Он какое-то время посидел, близко придвинувшись грудью к столу, словно не давая ей дышать в полную силу, потом, резко отстранясь, произнес: «Ну что ж, Иван, веди их в мастерские».

Мастерские представляли из себя расчищенную от разного хламья площадку, на которой, как говорили шофера, «лежали» автомобили, хотя они вообще-то стояли. За исключением одной полуторки, которая действительно лежала без колес и кузова.

«Сейчас вам будет лафа, – сказал Иван Палыч, когда мы перетрогали руками все, что стояло и лежало вокруг. – Вон сколь техники кругом. Любой болт или гайку найти можно. А раньше…»

Когда он вспоминал молодость, то почему-то говорил отрывисто, словно диктовал телеграмму. Первые машины, под какой бы они охраной ни находились, «кулачили» почти каждую ночь. Не могли враги смириться, что «голодранцы» слезли с телеги и за руль сели. Потом стали работать тоньше: в баки соли или сахар сыпать присучились, чтобы жеклеры в карбюраторах забивались. И, наконец, один раз убили шофера – Леню Кочетова. И не просто убили. А – еще живому – глаза выкололи и баранку на спине ножом вырезали.

Ознакомив нас со всем, чем нам предстояло заниматься, Иван Палыч предупредил: «А ложечно-вилочное производство не останавливайте. Пока оно вас кормить будет».

Работа у нас была и не пыльная, и не денежная – грязная.

Домой мы приезжали чумазые, отмывались соляркой с песком, потом кормили Норму. И только после этого садились есть сами.

Вечером – уже при огне – пробовал я делать ложки или вилки, в зависимости от настроения, как заметил Мишка. Если в игривости пребывал – на ложки тянуло, если в колкости – на вилки. А впрочем, это он, наверно, тоже все выдумывал.

А еще он, черт клепаный, заметил, что я стесняюсь продавать свои изделия, сперва стал просто надо мной изгиляться и выламываться, чтобы я его хорошенько просил пойти на базар, а потом и вовсе забастовал.

Я, если признаться, и сам не знал, откуда у меня эта буржуазная, как мне в ту пору казалось, застенчивость появилась. Словно не свое кровное, а ворованное продаю. И еще одно я за собой заметил: стал я стесняться и безденежья, будто в семье миллионеров вырос.

Но это все потом в себе обнаружил, когда один раз позвал в кино Нюську-шоферицу, девку хваткую, горластую, матерки знающую, как «Отче наш». Приходим мы с ней к подвалу, где в ту пору картины гнали.
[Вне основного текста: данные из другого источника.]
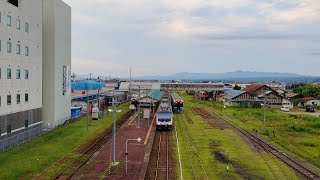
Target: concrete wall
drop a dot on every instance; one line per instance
(57, 54)
(29, 11)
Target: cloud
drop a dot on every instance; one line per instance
(113, 35)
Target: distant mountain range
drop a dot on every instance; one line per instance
(232, 76)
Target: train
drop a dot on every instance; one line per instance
(177, 103)
(164, 119)
(202, 95)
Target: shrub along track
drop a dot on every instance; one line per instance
(191, 149)
(263, 146)
(161, 164)
(87, 152)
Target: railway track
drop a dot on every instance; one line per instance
(160, 165)
(262, 145)
(77, 163)
(191, 145)
(162, 168)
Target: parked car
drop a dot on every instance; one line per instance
(285, 109)
(310, 109)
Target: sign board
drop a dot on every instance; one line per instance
(66, 84)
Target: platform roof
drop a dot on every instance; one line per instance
(87, 85)
(156, 94)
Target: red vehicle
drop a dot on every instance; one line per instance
(203, 95)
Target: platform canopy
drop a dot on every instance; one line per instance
(87, 85)
(156, 94)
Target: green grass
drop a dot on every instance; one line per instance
(298, 135)
(218, 149)
(31, 158)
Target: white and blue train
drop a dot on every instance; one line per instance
(177, 103)
(164, 118)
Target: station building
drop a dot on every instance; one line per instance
(35, 60)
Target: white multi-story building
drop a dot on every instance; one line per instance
(21, 65)
(56, 62)
(35, 59)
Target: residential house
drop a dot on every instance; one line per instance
(308, 101)
(273, 98)
(236, 97)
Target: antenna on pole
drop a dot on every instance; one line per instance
(130, 85)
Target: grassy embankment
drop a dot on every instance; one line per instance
(34, 156)
(218, 149)
(298, 135)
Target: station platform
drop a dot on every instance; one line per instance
(100, 164)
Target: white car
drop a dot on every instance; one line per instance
(285, 109)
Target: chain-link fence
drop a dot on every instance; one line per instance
(22, 137)
(27, 135)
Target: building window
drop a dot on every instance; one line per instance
(18, 98)
(18, 74)
(26, 123)
(9, 20)
(26, 74)
(9, 128)
(26, 50)
(9, 47)
(9, 73)
(26, 97)
(8, 100)
(18, 48)
(18, 24)
(26, 27)
(14, 2)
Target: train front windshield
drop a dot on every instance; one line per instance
(164, 116)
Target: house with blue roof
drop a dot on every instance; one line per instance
(236, 97)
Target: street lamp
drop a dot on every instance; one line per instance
(138, 140)
(264, 113)
(114, 163)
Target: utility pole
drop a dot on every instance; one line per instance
(139, 107)
(264, 116)
(130, 92)
(73, 76)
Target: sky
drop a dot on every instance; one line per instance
(162, 37)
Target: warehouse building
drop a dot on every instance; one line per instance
(35, 59)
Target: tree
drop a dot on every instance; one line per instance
(236, 87)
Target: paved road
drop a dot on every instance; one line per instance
(317, 114)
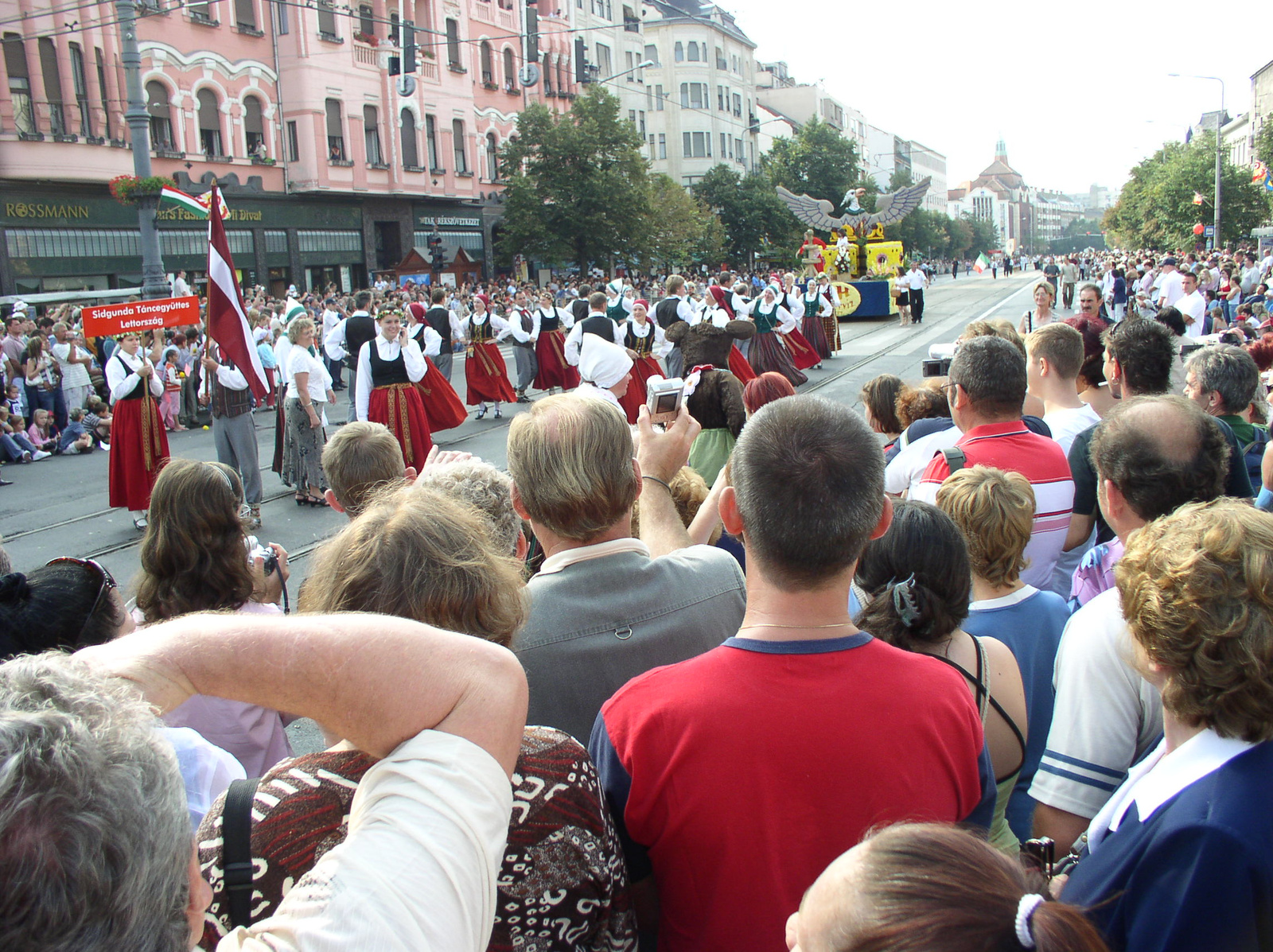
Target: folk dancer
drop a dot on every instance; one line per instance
(726, 309)
(554, 369)
(388, 368)
(768, 352)
(139, 445)
(646, 344)
(485, 371)
(233, 428)
(672, 309)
Стоим. Ждем, когда сеанс начнется. Тут – откуда ни возьмись – цыганка выворачивается: «Позолоти ручку!» Я бы ей задницу позолотил, чтобы и в Бесарабии еще сияла. Я в ту пору, видимо, под впечатлением пушкинских стихов, считал, что родина цыган – Бессарабия. А Нюська: «Генка, дай ей на лапу, пусть если уж не судьбу предскажет, так катает отсюда к веселой матушке!» А чего я дам? Стал я по карманам себя лапать, а сам отлично знаю, что у меня только и было, что на билеты. А сказать стесняюсь, что гол как сокол. «Посеял он деньги», – говорит за меня Нюська. «Что ты, дорогая, – возражает цыганка, – разве не видишь, вон он как коленки свел. А это значит, жадоба несусветный. За копейку удушится». И не лопоухая вроде была Нюска, а тут уши развесила. Увела ее цыганка за угол. Долго что-то ей точала. Потом – гляжу – Нюська кофту с себя снять норовит, видно, чтобы ей отдать. Подскакиваю я и ту цыганку – в тычки. А Нюська стоит, как в воду опущенная. И куда ее шустрость делась. Даже все матерки, кажется, перезабыла, потому что сказала: «Зачем ты ее так?» А назавтра подходит ко мне на работе и протягивает деньги. «Возьми, – говорит, – за вчерашнее кино». Ну я ее и «пустил по кочкам», как она тут не раз нашего брата пускала. Стоит, задумавшись, словно музыку слушает, потом пошла, пошуршивая промасленными до кожаности штанами.